Wildersmith on the Gunflint: August 30

Gunflint Trail lake
Gunflint Trail lake

It’s a jungle out here!  As I commence keying this weeks’ Gunflint news, our once cool summer paradise is in the midst of tropical sweltering.  And, the situation is not one bit acceptable with many of us folks who are into insulated boots and parkas.
           
How hot has it been? It’s so hot that I’m seeing very little of the critters in the “wild neighborhood. They are seemingly more adept at letting us know its’ too hot for much of any activity, than that contemporary media sensationalism called “heat index.”
 
It seems nonsensical that things have been dumbed down to the point that Americans have to be told it’s hot out. In my generation as a kid, we never had to be told it was dangerously hot, you just knew it! 
           
I know that this unbearable spell will pass, but our bragging about what a wonderful summer it has been is being stifled. One thing for sure is conditions as they have been recently, makes one have an even deeper appreciation for times when the breathe freezes right in front of your face. For yours truly, I can always get warmer but have trouble ever getting cool enough during these miserable times.
           
Our circumstance on much needed precipitation has not improved by even the slightest since we last met on the radio waves. Our parched forest floor remains bone dry.
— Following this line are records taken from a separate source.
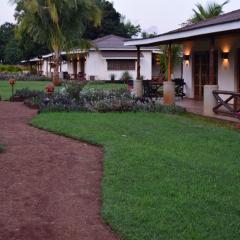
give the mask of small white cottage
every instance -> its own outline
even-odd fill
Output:
[[[59,66],[60,75],[71,79],[84,76],[86,80],[107,81],[121,80],[124,72],[128,72],[133,79],[137,77],[137,48],[124,46],[129,39],[109,35],[92,41],[92,48],[88,51],[75,49],[62,52],[62,62]],[[144,47],[141,49],[141,75],[151,80],[160,74],[159,48]],[[51,76],[53,72],[53,54],[35,58],[38,73]]]

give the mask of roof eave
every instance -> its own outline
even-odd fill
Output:
[[[177,33],[167,33],[155,38],[131,40],[124,43],[125,46],[156,46],[169,43],[181,43],[184,40],[200,36],[231,32],[240,29],[240,21],[218,24],[204,28],[182,31]]]

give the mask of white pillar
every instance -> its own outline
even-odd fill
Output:
[[[133,91],[136,97],[143,96],[143,82],[142,80],[134,80],[133,81]]]
[[[218,85],[205,85],[203,97],[203,114],[214,116],[213,108],[217,106],[217,100],[213,96],[213,91],[218,90]]]
[[[175,104],[175,83],[173,81],[163,83],[163,97],[165,105]]]

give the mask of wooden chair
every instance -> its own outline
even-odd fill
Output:
[[[175,83],[176,97],[184,98],[186,96],[186,94],[184,93],[184,86],[186,85],[186,83],[184,82],[184,79],[175,78],[172,81]]]

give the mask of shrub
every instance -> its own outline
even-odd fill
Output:
[[[1,73],[21,73],[22,68],[14,65],[0,65]]]
[[[29,98],[43,97],[43,96],[44,96],[43,91],[30,90],[28,88],[23,88],[23,89],[16,90],[16,93],[13,95],[13,99],[18,98],[21,101],[24,101]]]
[[[1,80],[15,79],[16,81],[51,81],[51,78],[45,76],[33,75],[30,73],[2,73],[0,72]]]
[[[125,89],[84,89],[80,91],[78,99],[63,90],[52,95],[33,96],[25,103],[32,107],[38,105],[40,112],[185,112],[184,108],[175,105],[165,106],[144,98],[136,99]]]
[[[131,74],[128,71],[126,71],[122,74],[122,80],[127,82],[129,80],[133,80],[133,77],[131,76]]]
[[[33,99],[34,100],[34,99]],[[73,112],[85,111],[84,107],[76,99],[66,94],[54,93],[51,96],[44,96],[40,99],[39,112]],[[35,102],[38,99],[34,100]]]
[[[160,102],[141,102],[136,101],[132,109],[134,112],[161,112],[169,114],[181,114],[186,112],[185,108],[176,105],[163,105]]]
[[[66,94],[72,99],[79,100],[80,92],[85,87],[85,83],[71,82],[65,86]]]

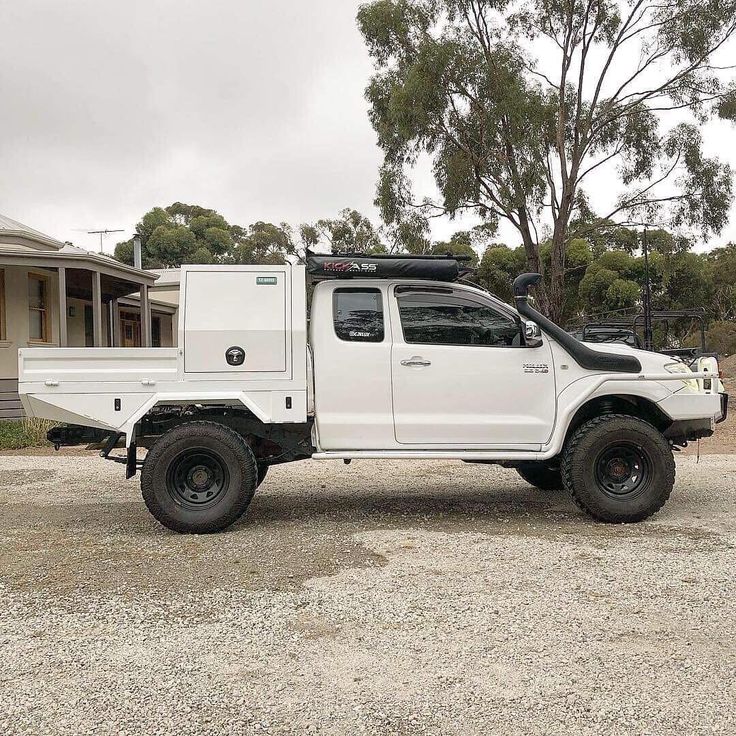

Edginess is mounting throughout the Gunflint corridor with governing agencies reluctant to invoke critical burning bans. It seems like they should be in the active mode instead of waiting to react until after wildfire erupts from some careless human action.
           
Every rain forecast over the past two weeks has been ninety-nine and nine tenths percent wrong in these parts. The only moisture in the Wildersmith rain gauge since we last met, measured only .02 inches.

Weather forecasting is not a pure science, but the process looks to be much like playing major league baseball, one can perform at the ten to thirty percent level and still get paid. Most other professions would call that a failure and send you packing. Those prognosticators would perhaps come out right more often if they were forecasting an eighty percent chance of no moisture as opposed to their usual twenty percent chance of precipitation. An eighty percent chance at anything is always more exciting than twenty! Enough soap boxing!
           
The downward spiral of our lake level on the Gunflint Gal is ongoing. Our contributing watershed creeks and streams are bone dry.

Up the Trail near the Seagull Guard Station that splendid little waterfall feeding Larch Creek was spilling nary a drop as I drove past a while back. Pretty sad!
 
Meanwhile, as lake level surfaces evaporate into oblivion, the temperature of our waters has reversed its downward trend of a few weeks ago, spiking back up into the low seventies. In the absence of artificially conditioned air for most back country residences, folks have gone back into lake dipping for temporary relief along with those “whirly gig” things from yesteryear, called fans.

And if the sweating misery isn’t enough, the hot spell has raised the ire of a new generation of “skeeters.”  Any disturbance of earth around the yard has brought out several other obnoxious buzzing critters too. It seems like you just can’t win sometimes. Oh for a good freeze!

As summer gives us a harsh dose of reality, our last weekend of month eight and the vacation season is fading before our eyes. To celebrate our Labor Day holiday and kick-off a final family fling before the return to school, a cool treat can be found at the end of the Trail on Sunday.

The annual ice cream and pie social sponsored by the Gunflint Trail Historical Society takes place this Sunday, September 1st at the Chik-Wauk Museum site. Serving hours are from 11:00am to 4:00 pm.

The featured fare will be homemade pie, prepared and donated by area pastry artisans, and of course, a sweet scoop of north woods coolness. Everyone’s invited out to the “land of sky blue waters” for the launching of our fall season. I’ve already discovered some “gold in them thar hills!  So come on along!

Keep on hangin’ on and savor a “September Song.”